RL Stevenson School
RL Stevenson School – 2051 34th Ave, San Francisco
Located in the Sunset district of San Francisco, R.L. Stevenson School educates children from K to 5th grade. In 2015, the school won monies from the SFPUC Urban Watershed Stewardship Grant, and was selected to be the first pilot site in the District to be a “Stormwater Schoolyard” demonstration project. The main outdoor space at R. L. Stevenson is split into two separate yards: South, the smaller one for younger children, and North, the larger one for the older students in the school. Both yards were fully covered with asphalt paving, sporting a few dilapidated benches along the building walls. In the north yard, three stunted trees in raised planters did not provide enough shade on hot days. While the spaces accommodated various PE activities, the students and teachers gained no further value from being outside. Flooding in the courtyards and between buildings under a covered walkway, locally referred to as the Great Stevenson Lake, was a regular winter fare.
The District awarded the improvement project to Miller Company Landscape Architects to engage in a collaborative effort between the SFUSD, SFPUC and the design team to create an exemplary schoolyard space and address the following goals:
• Revitalize the schoolyard to be safe, practical, usable, fun, stimulating, varied and dynamic;
• Reduce impermeable surface and increase storm water performance;
• Provide opportunities for formal and informal outdoor learning;
• Engage and educate all parts of the school community - teachers, students, administrators, parents and family, as well as neighbors.
With a long history of working with the SFUSD, Miller Company helped lead a year-long participatory design process before developing construction drawings. The final plan composes of rain gardens with native planting and a sunken amphitheater with permeable pavers in the south yard, and dry creek play areas with native planting, boulders and redwood log benches in both south and north yards. In place of the asphalt paving, together these now pervious areas infiltrate storm water from approximately one acre of roof and paving surfaces, and divert 475 gallons a year from the city sewer system.
The design for the storm water system is intentionally conspicuous and interactive.
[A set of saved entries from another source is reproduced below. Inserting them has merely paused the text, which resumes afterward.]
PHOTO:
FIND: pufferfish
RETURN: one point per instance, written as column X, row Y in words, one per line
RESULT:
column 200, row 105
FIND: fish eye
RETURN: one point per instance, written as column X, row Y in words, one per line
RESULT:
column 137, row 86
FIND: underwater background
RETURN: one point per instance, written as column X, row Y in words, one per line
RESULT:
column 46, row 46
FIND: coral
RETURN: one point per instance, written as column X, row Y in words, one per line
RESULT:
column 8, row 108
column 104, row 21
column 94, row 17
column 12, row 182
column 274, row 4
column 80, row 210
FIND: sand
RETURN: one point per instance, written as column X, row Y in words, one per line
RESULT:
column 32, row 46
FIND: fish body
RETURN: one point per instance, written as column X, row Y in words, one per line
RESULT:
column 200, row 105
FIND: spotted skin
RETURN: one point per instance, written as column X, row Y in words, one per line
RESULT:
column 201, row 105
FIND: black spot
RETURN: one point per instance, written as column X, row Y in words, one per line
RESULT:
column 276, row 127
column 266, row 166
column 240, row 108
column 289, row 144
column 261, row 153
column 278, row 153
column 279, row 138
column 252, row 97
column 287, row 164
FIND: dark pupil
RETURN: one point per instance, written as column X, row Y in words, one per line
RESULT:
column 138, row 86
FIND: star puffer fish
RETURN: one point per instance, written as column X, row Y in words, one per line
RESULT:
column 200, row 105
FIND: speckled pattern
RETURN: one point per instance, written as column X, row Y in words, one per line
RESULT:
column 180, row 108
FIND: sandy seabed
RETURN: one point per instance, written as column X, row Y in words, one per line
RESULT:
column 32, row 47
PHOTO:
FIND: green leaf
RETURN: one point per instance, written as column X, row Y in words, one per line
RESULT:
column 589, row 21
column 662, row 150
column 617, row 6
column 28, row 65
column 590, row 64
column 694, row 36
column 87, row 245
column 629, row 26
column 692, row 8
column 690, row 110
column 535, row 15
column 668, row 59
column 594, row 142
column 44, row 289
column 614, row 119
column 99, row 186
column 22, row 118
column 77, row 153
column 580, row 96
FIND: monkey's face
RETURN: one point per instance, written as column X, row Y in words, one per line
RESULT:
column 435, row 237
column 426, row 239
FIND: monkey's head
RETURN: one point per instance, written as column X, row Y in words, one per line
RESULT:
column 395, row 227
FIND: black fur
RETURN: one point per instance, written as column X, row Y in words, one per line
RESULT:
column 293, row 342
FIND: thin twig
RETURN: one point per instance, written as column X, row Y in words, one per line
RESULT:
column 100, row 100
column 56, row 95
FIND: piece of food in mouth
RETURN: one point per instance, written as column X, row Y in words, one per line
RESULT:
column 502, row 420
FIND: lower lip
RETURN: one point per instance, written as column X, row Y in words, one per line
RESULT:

During rainy seasons, students will be able to see water routed from roofs into to pervious areas, and directly observe its infiltration into the ground. The flow of the water is visually enhanced by “water drops” painted on the paving, and the function of the infiltration is further addressed in interpretative signs at each area.
Beyond storm water diversion, the new spaces bring nature closer to children growing up in highly urbanized neighborhoods, and help instill a sense of stewardship for the environment and water conservation awareness in 500 students and their families. Fifteen new trees will help provide shade and wildlife habitat, and the understory native planting is intended to strengthen the school’s outdoor education program. New picnic tables add a valuable socializing and study opportunities out in the open.
Construction of the pilot project finished in the fall of 2018, with a ribbon cutting ceremony celebrated by students, teacher, administrators and wide range of City Officials.